The document tells how the monks were disappointed to discover that a silver casket they hoped contained the relics of St Milburga in fact held nothing more than ashes and old rags. Around the same time one Raymond, a lay brother of the monastery, was helping to restore the ruinous church of the Holy Trinity, which had likely been that of the nuns. During his work, he discovered an old box containing a document written in English. This said that the grave of St Milburga was located in this church, close to an altar which had since been destroyed. After obtaining permission from Anselm (d. 1109), archbishop of Canterbury, the monks set about excavating the church to find the relics. Their quest was soon overtaken by events. On the night of 23 June, two boys playing amidst the ruins of the church of the Holy Trinity feel into a pit. The next morning, the monks dug there, finding the bones of St Milburga exactly where the document said she was buried. The bones were washed and placed with due reverence in a new shrine, or casket. 

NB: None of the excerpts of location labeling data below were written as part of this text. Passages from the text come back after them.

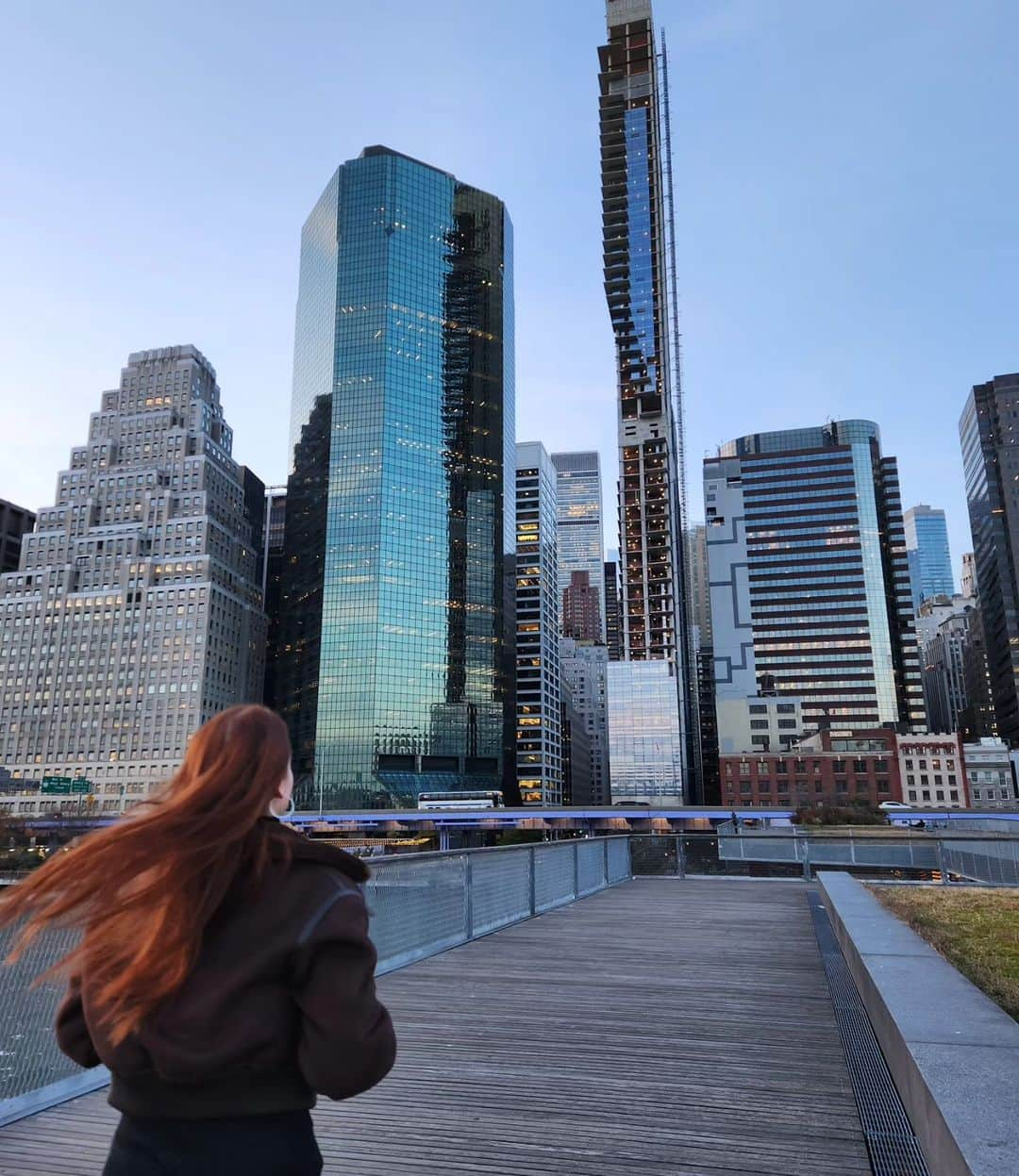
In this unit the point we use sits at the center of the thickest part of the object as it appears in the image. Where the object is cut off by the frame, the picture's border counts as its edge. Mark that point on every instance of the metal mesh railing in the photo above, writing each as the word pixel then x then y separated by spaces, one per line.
pixel 995 862
pixel 992 860
pixel 419 905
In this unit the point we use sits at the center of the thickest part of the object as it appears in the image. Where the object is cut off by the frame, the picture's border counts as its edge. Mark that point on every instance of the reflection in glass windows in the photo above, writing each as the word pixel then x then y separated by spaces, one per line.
pixel 401 438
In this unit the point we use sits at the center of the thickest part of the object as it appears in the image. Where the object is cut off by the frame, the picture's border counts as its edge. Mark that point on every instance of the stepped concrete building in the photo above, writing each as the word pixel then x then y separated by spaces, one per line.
pixel 136 612
pixel 14 523
pixel 539 704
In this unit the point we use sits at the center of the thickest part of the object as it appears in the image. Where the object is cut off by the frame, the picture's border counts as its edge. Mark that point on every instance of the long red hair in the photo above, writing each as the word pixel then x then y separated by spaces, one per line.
pixel 145 888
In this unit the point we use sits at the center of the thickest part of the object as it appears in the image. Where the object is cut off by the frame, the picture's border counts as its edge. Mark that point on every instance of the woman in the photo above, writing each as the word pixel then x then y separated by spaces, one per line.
pixel 225 974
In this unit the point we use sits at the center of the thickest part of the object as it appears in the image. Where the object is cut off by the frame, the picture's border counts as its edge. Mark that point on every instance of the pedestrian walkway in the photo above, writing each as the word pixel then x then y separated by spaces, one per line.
pixel 661 1028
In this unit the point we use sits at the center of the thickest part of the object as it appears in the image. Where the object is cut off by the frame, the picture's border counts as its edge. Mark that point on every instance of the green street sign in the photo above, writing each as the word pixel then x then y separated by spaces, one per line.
pixel 65 786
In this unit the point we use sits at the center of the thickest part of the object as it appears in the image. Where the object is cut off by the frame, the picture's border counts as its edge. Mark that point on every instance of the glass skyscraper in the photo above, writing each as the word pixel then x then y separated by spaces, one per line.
pixel 645 742
pixel 391 671
pixel 927 549
pixel 810 587
pixel 579 536
pixel 639 275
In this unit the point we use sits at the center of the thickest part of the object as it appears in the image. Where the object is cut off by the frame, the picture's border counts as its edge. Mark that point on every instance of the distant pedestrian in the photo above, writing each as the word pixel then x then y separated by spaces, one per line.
pixel 225 974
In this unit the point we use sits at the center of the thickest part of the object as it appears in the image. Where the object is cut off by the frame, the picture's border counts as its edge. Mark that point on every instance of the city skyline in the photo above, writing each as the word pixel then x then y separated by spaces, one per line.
pixel 110 299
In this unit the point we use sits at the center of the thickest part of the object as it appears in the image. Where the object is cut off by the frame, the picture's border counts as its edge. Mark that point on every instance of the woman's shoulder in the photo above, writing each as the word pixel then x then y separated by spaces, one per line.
pixel 291 849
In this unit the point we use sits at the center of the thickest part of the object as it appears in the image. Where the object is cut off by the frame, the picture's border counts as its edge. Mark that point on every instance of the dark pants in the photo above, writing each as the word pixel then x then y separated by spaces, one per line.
pixel 256 1146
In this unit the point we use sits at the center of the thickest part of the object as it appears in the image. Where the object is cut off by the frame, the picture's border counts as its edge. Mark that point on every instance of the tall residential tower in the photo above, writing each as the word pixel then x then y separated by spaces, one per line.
pixel 399 524
pixel 810 586
pixel 639 277
pixel 991 465
pixel 538 734
pixel 577 489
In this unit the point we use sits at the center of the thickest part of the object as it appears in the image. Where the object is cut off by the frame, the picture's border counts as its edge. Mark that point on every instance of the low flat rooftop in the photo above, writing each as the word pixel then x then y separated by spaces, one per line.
pixel 663 1027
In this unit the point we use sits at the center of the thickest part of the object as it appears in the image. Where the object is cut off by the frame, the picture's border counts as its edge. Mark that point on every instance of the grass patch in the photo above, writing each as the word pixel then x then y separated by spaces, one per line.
pixel 977 932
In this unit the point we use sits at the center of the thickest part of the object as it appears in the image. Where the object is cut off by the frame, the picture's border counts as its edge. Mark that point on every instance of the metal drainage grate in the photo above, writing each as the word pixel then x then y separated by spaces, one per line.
pixel 891 1143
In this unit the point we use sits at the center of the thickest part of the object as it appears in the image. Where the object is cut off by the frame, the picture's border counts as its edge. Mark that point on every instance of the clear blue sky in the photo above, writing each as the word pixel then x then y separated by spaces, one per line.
pixel 846 179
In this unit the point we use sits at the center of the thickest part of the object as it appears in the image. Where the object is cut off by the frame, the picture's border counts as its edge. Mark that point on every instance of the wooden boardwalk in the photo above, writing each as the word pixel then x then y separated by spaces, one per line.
pixel 662 1028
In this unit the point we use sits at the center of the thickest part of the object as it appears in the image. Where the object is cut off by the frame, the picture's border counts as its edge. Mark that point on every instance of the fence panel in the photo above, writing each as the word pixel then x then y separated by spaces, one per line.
pixel 618 858
pixel 500 889
pixel 418 908
pixel 555 879
pixel 418 905
pixel 29 1058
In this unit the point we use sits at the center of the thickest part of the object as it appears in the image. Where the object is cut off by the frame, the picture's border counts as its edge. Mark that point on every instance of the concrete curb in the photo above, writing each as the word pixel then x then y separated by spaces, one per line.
pixel 952 1052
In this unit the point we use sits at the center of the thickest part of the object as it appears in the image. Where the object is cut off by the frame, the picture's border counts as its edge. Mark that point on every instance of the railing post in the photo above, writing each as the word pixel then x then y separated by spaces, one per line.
pixel 468 896
pixel 532 889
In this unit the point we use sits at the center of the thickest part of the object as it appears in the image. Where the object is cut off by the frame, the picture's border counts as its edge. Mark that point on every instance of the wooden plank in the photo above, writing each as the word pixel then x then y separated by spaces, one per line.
pixel 666 1028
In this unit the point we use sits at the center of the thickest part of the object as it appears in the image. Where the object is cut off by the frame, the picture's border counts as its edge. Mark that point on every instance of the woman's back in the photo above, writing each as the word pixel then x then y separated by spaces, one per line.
pixel 225 975
pixel 279 1005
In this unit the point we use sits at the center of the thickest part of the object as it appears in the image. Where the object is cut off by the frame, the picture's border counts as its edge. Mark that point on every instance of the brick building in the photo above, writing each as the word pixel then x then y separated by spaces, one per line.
pixel 828 768
pixel 932 770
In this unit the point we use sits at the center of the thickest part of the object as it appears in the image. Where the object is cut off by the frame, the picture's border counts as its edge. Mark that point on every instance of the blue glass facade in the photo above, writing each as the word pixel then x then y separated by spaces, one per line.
pixel 398 520
pixel 991 462
pixel 929 556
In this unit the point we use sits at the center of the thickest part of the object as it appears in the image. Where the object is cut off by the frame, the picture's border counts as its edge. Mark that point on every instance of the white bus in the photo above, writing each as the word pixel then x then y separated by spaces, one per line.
pixel 441 801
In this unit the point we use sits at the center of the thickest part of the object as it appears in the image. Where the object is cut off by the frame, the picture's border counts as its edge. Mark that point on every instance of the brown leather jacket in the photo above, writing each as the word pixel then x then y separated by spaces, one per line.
pixel 279 1007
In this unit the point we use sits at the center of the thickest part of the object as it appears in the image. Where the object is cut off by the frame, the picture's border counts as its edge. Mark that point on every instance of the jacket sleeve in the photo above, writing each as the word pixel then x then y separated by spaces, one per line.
pixel 347 1043
pixel 72 1030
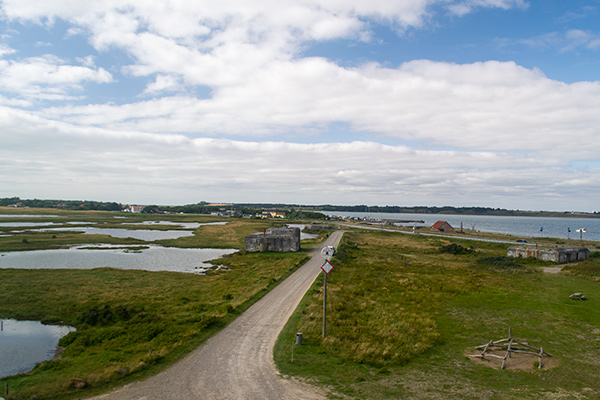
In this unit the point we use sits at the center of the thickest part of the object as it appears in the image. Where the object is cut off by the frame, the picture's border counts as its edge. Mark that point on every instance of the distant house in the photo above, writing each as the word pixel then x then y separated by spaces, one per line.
pixel 134 209
pixel 273 214
pixel 442 226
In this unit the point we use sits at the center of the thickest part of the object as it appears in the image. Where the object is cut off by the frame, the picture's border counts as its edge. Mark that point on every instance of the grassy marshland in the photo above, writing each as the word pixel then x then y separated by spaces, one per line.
pixel 131 323
pixel 404 312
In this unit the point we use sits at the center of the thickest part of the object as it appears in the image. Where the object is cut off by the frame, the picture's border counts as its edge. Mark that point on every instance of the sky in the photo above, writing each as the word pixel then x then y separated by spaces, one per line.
pixel 488 103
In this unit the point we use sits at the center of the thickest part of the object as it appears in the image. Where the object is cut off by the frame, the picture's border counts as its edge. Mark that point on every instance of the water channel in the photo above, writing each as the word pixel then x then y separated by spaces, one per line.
pixel 527 227
pixel 23 344
pixel 148 258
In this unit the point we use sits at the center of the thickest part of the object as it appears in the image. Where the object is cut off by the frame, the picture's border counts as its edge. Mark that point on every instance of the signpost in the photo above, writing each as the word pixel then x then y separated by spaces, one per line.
pixel 327 253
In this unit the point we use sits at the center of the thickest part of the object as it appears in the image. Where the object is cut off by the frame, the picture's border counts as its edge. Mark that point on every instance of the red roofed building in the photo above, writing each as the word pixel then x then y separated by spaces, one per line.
pixel 442 226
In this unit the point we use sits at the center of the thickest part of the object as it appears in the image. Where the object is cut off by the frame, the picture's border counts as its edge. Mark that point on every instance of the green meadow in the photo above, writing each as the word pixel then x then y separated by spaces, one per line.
pixel 406 311
pixel 131 324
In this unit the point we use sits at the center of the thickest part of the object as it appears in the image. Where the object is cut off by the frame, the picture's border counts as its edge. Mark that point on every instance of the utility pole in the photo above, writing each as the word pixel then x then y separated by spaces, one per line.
pixel 327 253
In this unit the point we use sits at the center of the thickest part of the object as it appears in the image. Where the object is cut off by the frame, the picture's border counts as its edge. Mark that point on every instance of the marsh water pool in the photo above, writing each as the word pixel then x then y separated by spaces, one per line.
pixel 23 344
pixel 148 258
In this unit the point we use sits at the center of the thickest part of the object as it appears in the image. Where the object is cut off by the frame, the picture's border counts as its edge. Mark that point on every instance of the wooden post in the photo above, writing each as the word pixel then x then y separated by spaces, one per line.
pixel 324 304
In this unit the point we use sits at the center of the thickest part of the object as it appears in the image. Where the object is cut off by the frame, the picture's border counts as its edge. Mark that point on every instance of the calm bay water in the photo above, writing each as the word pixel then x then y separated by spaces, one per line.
pixel 526 227
pixel 26 343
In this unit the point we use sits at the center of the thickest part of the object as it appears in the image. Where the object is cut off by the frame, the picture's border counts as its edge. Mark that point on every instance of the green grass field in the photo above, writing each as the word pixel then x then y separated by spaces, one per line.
pixel 403 316
pixel 131 324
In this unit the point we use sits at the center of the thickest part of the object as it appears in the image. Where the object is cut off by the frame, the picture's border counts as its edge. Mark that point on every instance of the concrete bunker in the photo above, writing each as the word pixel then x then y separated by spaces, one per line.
pixel 274 239
pixel 558 255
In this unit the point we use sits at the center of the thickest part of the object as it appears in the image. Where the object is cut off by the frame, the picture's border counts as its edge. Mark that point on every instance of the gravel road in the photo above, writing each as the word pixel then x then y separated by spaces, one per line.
pixel 238 363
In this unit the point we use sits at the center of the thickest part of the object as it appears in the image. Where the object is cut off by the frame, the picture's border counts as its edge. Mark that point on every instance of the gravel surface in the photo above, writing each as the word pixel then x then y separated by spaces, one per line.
pixel 238 363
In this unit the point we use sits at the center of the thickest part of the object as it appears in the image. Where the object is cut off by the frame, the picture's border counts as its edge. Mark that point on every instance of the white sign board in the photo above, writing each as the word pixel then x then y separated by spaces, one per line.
pixel 327 252
pixel 327 267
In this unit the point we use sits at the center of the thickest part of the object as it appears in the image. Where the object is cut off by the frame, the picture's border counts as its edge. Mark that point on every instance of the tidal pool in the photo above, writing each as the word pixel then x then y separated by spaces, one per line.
pixel 148 258
pixel 148 235
pixel 23 344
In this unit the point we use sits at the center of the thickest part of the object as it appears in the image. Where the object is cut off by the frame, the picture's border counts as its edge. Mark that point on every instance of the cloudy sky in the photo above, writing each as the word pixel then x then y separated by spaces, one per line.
pixel 492 103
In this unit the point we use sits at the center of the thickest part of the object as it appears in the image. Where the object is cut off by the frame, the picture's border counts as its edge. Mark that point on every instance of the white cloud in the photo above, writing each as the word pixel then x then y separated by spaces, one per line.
pixel 463 7
pixel 572 40
pixel 68 160
pixel 482 106
pixel 47 77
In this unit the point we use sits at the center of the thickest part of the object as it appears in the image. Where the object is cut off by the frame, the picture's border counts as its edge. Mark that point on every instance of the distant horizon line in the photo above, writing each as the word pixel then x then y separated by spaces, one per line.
pixel 336 207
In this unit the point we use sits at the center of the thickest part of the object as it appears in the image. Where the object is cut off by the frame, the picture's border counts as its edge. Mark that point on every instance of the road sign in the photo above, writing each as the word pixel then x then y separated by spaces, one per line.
pixel 327 267
pixel 327 252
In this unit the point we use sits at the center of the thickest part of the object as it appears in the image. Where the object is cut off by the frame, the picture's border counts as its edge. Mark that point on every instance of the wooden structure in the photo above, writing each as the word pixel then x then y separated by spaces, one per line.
pixel 511 345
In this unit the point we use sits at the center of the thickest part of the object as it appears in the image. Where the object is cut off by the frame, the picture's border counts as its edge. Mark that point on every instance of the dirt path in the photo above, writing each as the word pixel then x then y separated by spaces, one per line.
pixel 238 363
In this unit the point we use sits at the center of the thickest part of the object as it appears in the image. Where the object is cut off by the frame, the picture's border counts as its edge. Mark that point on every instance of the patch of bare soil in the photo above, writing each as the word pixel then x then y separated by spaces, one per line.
pixel 516 362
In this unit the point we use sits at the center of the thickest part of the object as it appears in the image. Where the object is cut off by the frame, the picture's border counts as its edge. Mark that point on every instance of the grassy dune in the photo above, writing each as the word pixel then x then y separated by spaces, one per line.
pixel 404 312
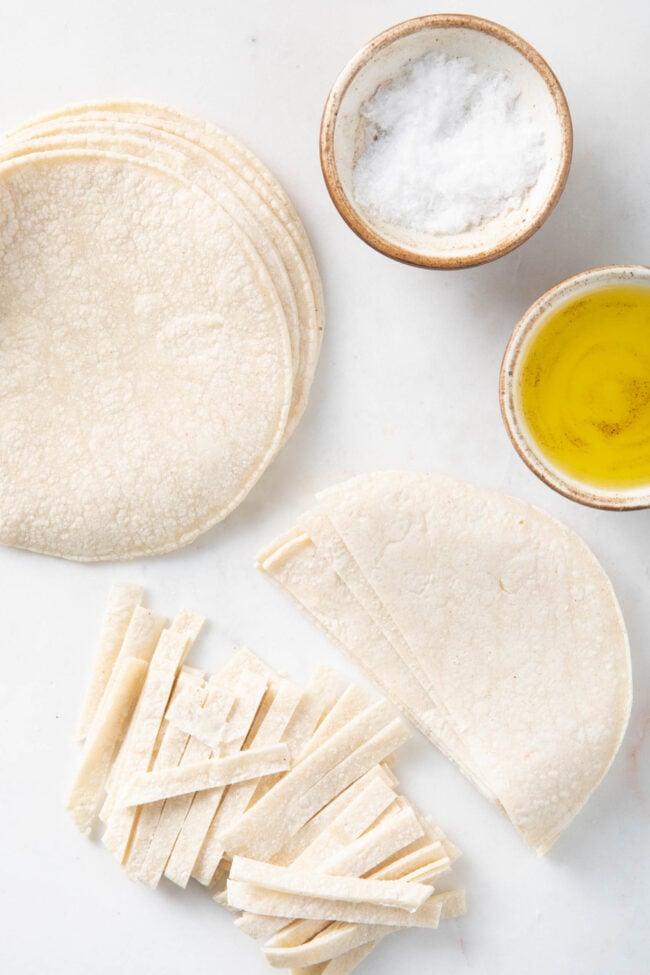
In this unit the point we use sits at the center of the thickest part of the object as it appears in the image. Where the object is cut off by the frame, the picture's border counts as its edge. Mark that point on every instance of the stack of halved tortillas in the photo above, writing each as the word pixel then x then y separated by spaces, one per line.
pixel 487 622
pixel 160 323
pixel 280 799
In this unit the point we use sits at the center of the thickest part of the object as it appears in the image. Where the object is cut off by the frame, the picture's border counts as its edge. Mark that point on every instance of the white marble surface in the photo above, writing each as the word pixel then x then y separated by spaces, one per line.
pixel 408 377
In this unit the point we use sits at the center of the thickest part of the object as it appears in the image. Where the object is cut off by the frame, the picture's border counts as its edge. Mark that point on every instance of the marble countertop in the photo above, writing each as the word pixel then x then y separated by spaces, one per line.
pixel 408 378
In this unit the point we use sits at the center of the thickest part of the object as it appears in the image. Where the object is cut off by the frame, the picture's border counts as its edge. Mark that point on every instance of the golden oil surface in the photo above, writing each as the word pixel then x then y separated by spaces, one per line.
pixel 584 387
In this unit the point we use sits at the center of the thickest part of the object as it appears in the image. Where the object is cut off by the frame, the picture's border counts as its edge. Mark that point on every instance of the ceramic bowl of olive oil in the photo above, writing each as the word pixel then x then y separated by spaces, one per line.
pixel 575 387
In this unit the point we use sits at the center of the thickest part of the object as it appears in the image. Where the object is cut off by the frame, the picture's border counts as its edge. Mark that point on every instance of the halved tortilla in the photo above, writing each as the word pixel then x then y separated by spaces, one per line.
pixel 514 623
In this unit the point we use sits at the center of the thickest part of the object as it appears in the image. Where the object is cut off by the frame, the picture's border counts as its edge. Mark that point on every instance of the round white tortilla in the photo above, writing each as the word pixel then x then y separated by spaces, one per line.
pixel 145 365
pixel 240 172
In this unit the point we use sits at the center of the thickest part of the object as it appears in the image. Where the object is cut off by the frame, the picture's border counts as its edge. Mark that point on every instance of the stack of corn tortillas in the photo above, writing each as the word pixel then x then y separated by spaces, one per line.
pixel 280 799
pixel 491 625
pixel 160 323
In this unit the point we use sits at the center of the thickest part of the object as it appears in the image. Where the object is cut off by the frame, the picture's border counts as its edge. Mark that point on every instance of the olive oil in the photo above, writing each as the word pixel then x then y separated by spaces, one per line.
pixel 584 387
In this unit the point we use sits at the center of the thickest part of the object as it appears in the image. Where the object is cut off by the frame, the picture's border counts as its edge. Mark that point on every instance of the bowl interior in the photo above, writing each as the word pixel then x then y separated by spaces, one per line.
pixel 384 63
pixel 515 356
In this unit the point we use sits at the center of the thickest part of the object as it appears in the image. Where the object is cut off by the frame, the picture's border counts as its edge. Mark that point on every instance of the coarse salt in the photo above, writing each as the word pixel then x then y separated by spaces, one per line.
pixel 449 147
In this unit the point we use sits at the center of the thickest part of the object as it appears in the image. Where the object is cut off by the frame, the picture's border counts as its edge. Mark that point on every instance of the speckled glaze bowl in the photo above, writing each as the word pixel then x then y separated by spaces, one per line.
pixel 490 46
pixel 510 384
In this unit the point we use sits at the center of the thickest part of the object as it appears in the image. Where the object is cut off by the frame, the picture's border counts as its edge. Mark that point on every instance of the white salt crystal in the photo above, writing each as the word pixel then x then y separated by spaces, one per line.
pixel 450 147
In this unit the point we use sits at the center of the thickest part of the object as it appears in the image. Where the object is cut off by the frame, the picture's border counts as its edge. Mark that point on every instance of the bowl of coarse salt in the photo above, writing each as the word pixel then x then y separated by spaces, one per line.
pixel 446 142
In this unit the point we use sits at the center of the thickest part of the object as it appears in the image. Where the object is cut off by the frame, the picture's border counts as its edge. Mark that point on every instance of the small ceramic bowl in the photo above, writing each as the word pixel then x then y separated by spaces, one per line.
pixel 510 385
pixel 491 47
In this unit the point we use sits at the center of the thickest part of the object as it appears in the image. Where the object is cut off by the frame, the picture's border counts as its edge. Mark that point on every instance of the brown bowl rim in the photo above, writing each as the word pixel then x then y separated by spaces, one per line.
pixel 328 124
pixel 533 460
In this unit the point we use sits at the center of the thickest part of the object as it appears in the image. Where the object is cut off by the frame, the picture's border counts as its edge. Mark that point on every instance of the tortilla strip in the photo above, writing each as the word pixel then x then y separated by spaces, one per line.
pixel 122 601
pixel 205 804
pixel 308 833
pixel 352 859
pixel 170 753
pixel 258 900
pixel 156 786
pixel 147 720
pixel 337 939
pixel 238 797
pixel 352 820
pixel 186 623
pixel 431 857
pixel 140 639
pixel 231 681
pixel 205 723
pixel 320 696
pixel 108 728
pixel 272 821
pixel 308 883
pixel 349 705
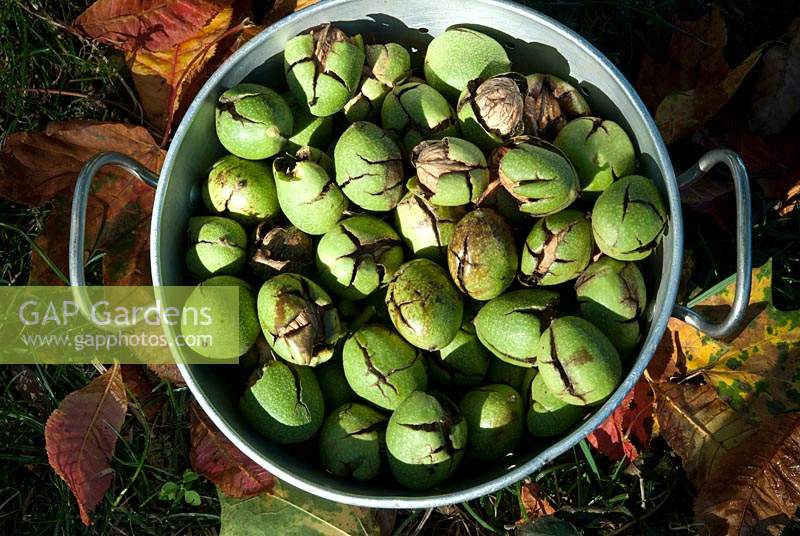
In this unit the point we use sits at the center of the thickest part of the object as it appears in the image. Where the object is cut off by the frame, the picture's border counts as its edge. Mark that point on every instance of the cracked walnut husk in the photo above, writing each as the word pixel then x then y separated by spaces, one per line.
pixel 381 367
pixel 299 320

Pilgrims flocked to Wenlock, the authenticity of the relics confirmed by a series of miraculous cures. Two people, had their sights restored, while two others were cured of leprosy. Another vomited forth an enormous worm after drinking the water used to wash the saint’s relics. 

At around the same time one Goscelin of Saint-Bertin, a Benedictine monk and jobbing hagiographer, composed a “Life,” or idealised biography, of St Milburga. This tells how she resurrected the dead and banished geese that were devouring the abbey’s corn — a miracle also attributed to her near contemporaries, St Hild at Whitby and St Werburgh at Chester. 

St Milburga also reached down from heaven to smooth tensions between the French conquerors and the vanquished Anglo-Saxons. The French monks used veneration of her relics to confer legitimacy on their priory, which had a joint dedication to St Milburga and St Michael. The relics were “translated” or moved to a specially built shrine, likely behind the high altar, in the monastery’s cathedral-like church, the ruins of which still have the power to impress. A 13th-century source recounts how the holy bones were removed each Whitsuntide and carried in solemn procession around the nearby town. 

For the rest of the Middle Ages, the Wenlock monks held their patron saint in the highest esteem. Her image adorned the priory’s seal, while manuscripts in its library contained prose and poetry written in her honour. In January 1540, however, Wenlock fell victim to Henry VIII’s Dissolution of the Monasteries. Gold and silver from St Milburga’s shrine rapidly found its way into the royal treasury. Targeted for destruction, the saint’s relics were once again lost. We’re still waiting for a couple of naughty boys to stumble upon them. Stranger things have happened.